Alongside Tristin McHugh, Reef Check’s North Coast Regional Manager and my divemaster for this excursion, I dropped into the uncommonly clear water and soon came upon Pat and Grant Downie, a father-son team of commercial red sea urchin divers. Using only their hands and specially designed rakes, they were quickly clearing the reef of kelp-eating purple urchin, demonstrating a level of skill and efficiency that comes only with a lifetime of urchin diving. For reference, I participated in a recreational urchin removal event at Noyo Bay last summer, and I was proud of the 5 pounds I surfaced with. The Downies’ haul last Sunday? More than half a ton.
As Tristin and I made our way across the reef, I was impressed to see the progress that has been made since urchin removal operations started only a month ago. When I last saw this site, purple urchins were so dense that the ocean floor looked like a spiky purple carpet. Now, it was bare rock. And about halfway through the dive, I saw something I never thought I’d see at Noyo Bay again – several baby bull kelps growing on the newly cleared reef. I hovered over one for several minutes. This piece of algae was no bigger than my thumb, and it looked like such a fragile thing, especially compared to the towering forests that once stood here. But it also struck me as defiant, evidence of resilience in a changing ocean, new life in an environment that, up until a few weeks ago, seemed beyond redemption.

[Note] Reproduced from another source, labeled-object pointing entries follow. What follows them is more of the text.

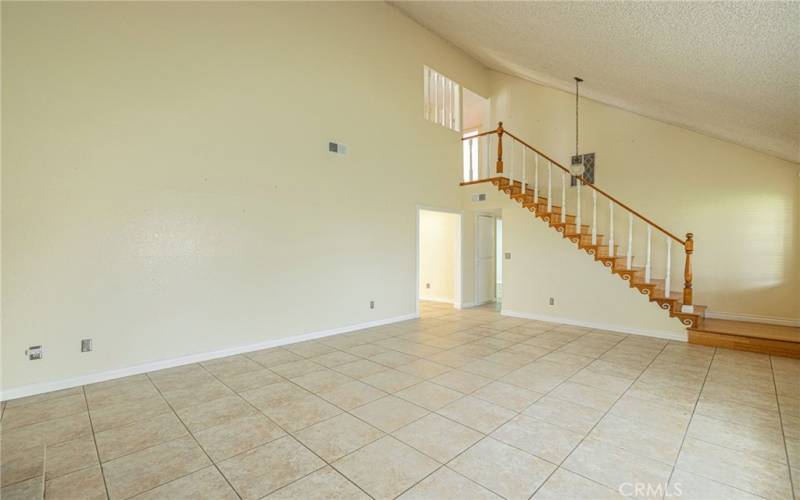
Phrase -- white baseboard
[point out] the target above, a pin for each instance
(752, 318)
(661, 334)
(435, 298)
(33, 389)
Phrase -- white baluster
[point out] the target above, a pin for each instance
(563, 198)
(594, 217)
(629, 254)
(511, 171)
(488, 141)
(471, 161)
(611, 228)
(667, 278)
(536, 180)
(647, 259)
(427, 91)
(443, 94)
(491, 164)
(578, 209)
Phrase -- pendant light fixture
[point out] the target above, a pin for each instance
(576, 167)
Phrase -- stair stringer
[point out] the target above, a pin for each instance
(544, 264)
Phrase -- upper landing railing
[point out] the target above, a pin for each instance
(524, 166)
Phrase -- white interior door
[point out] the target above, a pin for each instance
(485, 259)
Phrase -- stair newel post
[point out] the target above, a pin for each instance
(500, 147)
(536, 179)
(629, 254)
(578, 208)
(511, 161)
(687, 275)
(647, 258)
(668, 275)
(610, 228)
(549, 186)
(563, 198)
(594, 217)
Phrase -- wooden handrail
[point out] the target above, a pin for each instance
(468, 137)
(688, 243)
(500, 130)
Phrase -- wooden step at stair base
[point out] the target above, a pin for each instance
(744, 336)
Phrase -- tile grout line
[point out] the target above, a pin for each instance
(94, 440)
(287, 433)
(489, 435)
(689, 424)
(174, 412)
(586, 435)
(783, 431)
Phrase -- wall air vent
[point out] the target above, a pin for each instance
(337, 148)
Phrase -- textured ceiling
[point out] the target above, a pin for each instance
(727, 69)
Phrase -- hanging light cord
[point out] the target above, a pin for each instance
(577, 81)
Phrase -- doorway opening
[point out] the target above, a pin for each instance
(498, 235)
(438, 259)
(475, 118)
(485, 259)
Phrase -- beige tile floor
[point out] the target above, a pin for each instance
(458, 404)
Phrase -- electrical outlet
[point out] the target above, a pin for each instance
(34, 352)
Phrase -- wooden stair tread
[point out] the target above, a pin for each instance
(569, 229)
(748, 329)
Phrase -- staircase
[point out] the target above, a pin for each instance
(518, 175)
(540, 185)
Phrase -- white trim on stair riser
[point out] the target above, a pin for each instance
(751, 318)
(662, 334)
(33, 389)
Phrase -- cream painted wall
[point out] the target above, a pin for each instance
(438, 254)
(167, 188)
(544, 265)
(742, 206)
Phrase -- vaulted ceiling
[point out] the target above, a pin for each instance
(730, 70)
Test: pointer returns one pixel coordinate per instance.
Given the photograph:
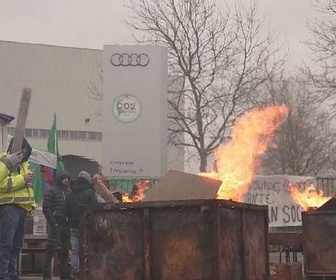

Back on the dock, as we watched divers hauling in basket after basket of purple urchin, I talked with colleagues about the sighting, and all of us (ecologists to the core) agreed we can’t yet say that urchin removal is directly responsible for kelp regrowth at Noyo Bay. That requires more data, and replication, and comparison with unmanipulated reference sites. In fact, it’s the central scientific question that we are trying to answer with this project. The image of that baby bull kelp stayed with me, though, as I drove home down Highway 1 and looked out at a coast that was once lined with thick brown tangles. We’re nowhere near the end of the story. But at a couple of spots in Mendocino County, we’re at least giving kelp a fighting chance.